Fante, c’est aussi l’histoire d’un type qui, élevé dans une atmosphère religieuse, tant à la maison qu’à l’école, reviendra in fine à Dieu (lire : Chenapan) après avoir eu sa période nietzschéenne (lire : Je vous salue Marie). L’écrivain fut en effet dans ses jeunes années un disciple de Nietzsche. « Fante, écrit Stephen Cooper, comparait le besoin qu’il avait à l’époque de relire le philosophe à celui d’un malade qui doit prendre son médicament, « et à hautes doses ». » Puis, conformément à la prévision d’Elizabeth Nowell qui fut son agent littéraire et une des premières à croire à son génie, Fante, tel l’enfant prodigue, revint à la religion de même qu’à des sentiments plus cordiaux, voire plus aimants, à l’égard de son père. Les Compagnons de la Grappe tranchant ici avec un roman comme Bandini où l’écrivain dresse un portrait assez ambivalent, partagé entre l’admiration et la détestation, de la figure paternelle.

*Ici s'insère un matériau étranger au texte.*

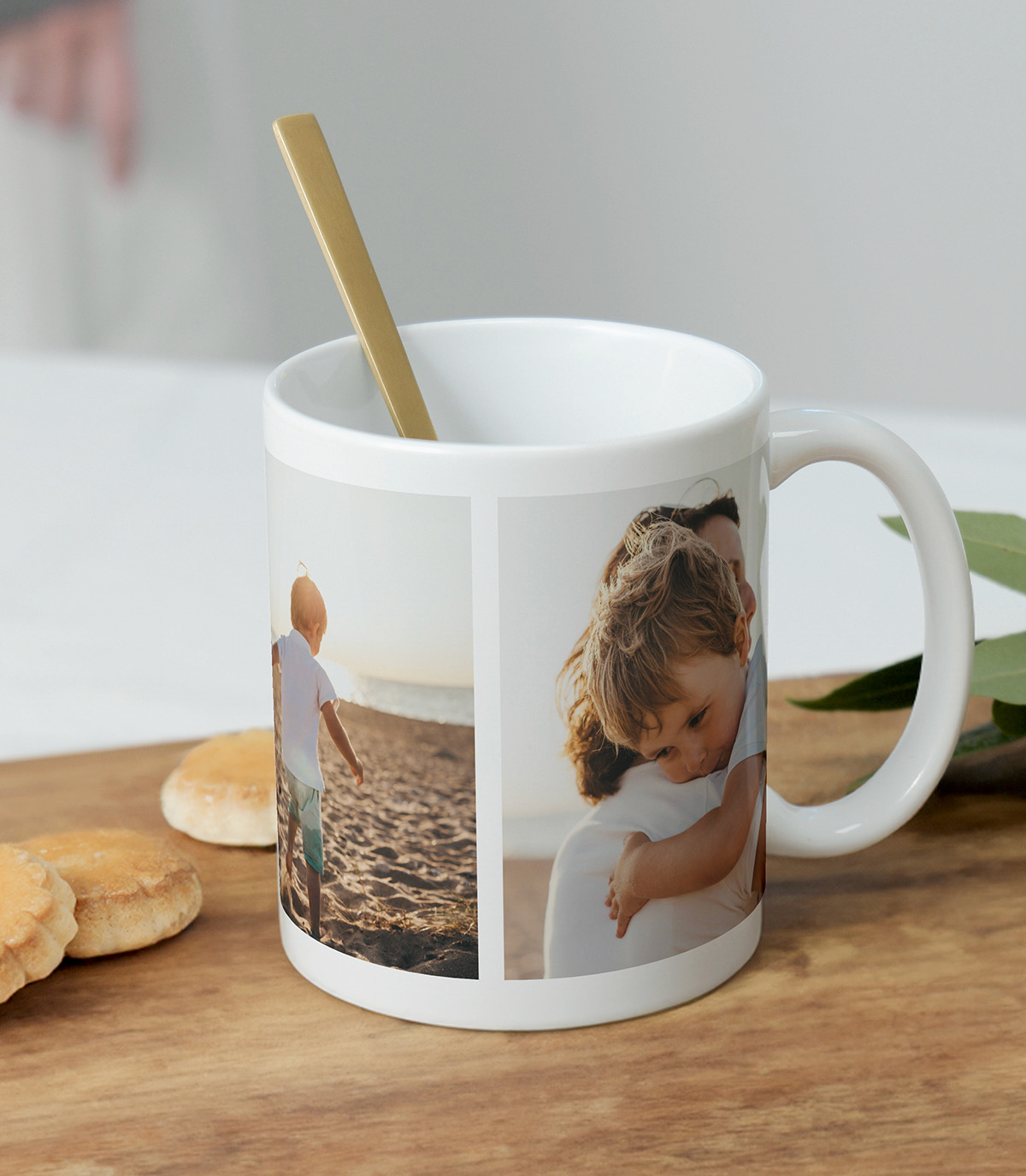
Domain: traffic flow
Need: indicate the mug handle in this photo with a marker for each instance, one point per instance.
(907, 777)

S’il ne tarit pas d’éloges sur l’écrivain, Stephen Cooper nous propose un portrait plus contrasté de l’homme Fante. Porté au jeu et à la boisson, coléreux et parfois même violent notamment avec ses petites amies, Fante n’est pas un tendre. Il a aussi un côté matamore, qui peut plaire (n’est-ce pas aussi un trait des Bandini !) mais aussi agacer. Écrivain en herbe, se prenant déjà plus ou moins pour Hemingway, il se voit bien couronné du Nobel dans... quarante ans à peu près ! Stephen Cooper nous livre des facettes plus sombres de son caractère : s’il n’est pas misogyne, il est en revanche un brin homophobe. Surtout, il est porté peut-être plus qu’un autre à proférer des injures raciales. Rien ici de ce qui représenterait un racisme profond, atavique, mais plutôt un racisme de la castagne verbale : son biographe nous explique que Fante ne fait qu’appliquer inconsciemment la loi du talion, lui-même ayant eu à subir dans sa jeunesse le racisme des autochtones de longue date à l’égard des « Ritals » ou des « Spaghetti ». Chacun, de fait, n’a t-il pas sa part d’ombre ? C’est le mérite de la biographie de Stephen Cooper, quand elle éclaire le talent d’un écrivain et l’importance de son oeuvre, de se refuser à être une hagiographie plate et convenue.